Iraq’s new defense minister, General Abdel-Qader Al-‘Ubaidi, gets many accolades both from the officers under him as well as the politicians in the cabinet and parliament. He was a good choice for the job, but an unconstitutional one. The founding document of Iraq’s democracy states that no one in uniform can take on a civilian governmental position after leaving the armed services, unless a specified period of time had elapsed. It was ordained so with Iraq’s history of turbulent coups in mind, and as a reminder to the military brass that it was the civilians who now called the shots. This was not the case with General ‘Ubaidi, who left his command of Iraq’s infantry and took on the defense portfolio without the constitutionally mandated grace period. What is more dangerous is that no one is talking about it. That encourages the younger officers to be contemptuous of the political leadership and await an opportunity to seize the controls for themselves.

Ayad Allawi’s camp is fueling talk of a military take-over, with the caveat that the Americans want him back in charge of a national unity government. Some are also interpreting the charm campaign by the suave and gentlemanly deputy commander of Iraq’s Joint Forces Command, General Nasier Abadi, who was making the rounds in Washington and New York last week, as an American Plan B to introduce a new Iraqi face for some future political exit strategy. The whole thinking is precipitated on the notion that liberal democracies cannot fight virulent insurgencies, and that only a military dictatorship can hold Iraq together. But officers are trained to kill and destroy, not to build and govern. All too often, this basic fact is forgotten in the Middle East and elsewhere.

The battle for Baghdad can be won by the Iraqi government and Coalition forces in three weeks. There is a one month opening until mid-September to convince Iraq’s middle class — the people who run the country and keep it together — that the state is still salvageable. Otherwise, with the summer drawing to a close, they will have to decide whether their exile and hiding is going to be of a more permanent nature and will plan ahead accordingly. The good news is that Sunni insurgency is exhausted and there is plenty of internal chatter questioning just how long they can keep up the pace of the violence. Their equal numbers in mayhem, the Mahdi Army militias, have descended into a chaotic grab for money, rather than a concerted effort to wage a civil war. The latter are not Hezbollah, and they can be confronted and scattered relatively easily. Secure Baghdad, and those who stand against the state will be demoralized and broken, and the middle-class will be tempted to risk retaking their country back from the hooligans. Success hinges on how many people can be made to believe that victory is still tenable.

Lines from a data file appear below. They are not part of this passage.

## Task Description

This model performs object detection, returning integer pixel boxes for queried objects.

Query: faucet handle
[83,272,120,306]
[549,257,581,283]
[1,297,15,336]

The nascent political process in Iraq is worth sacrificing for. In the grand scheme of things, the prognosis for Iraq looks much healthier than the stale regimes around it in the Middle East, each resting for now atop a nest of time bombs. Although the numbers of dead and dying speak otherwise, the storm has passed Iraq, and there are many positive achievements to take advantage of in order to cripple the militias and the insurgents further, and to begin the process of turning them back. One such advantage is the new and disciplined Iraqi army that clearly enjoys confidence and leadership. Such a tool should not be encouraged to spend its time contemplating idle fantasies of a coup, but rather should be wielded now in an all or nothing battle for the preservation of the state of Iraq.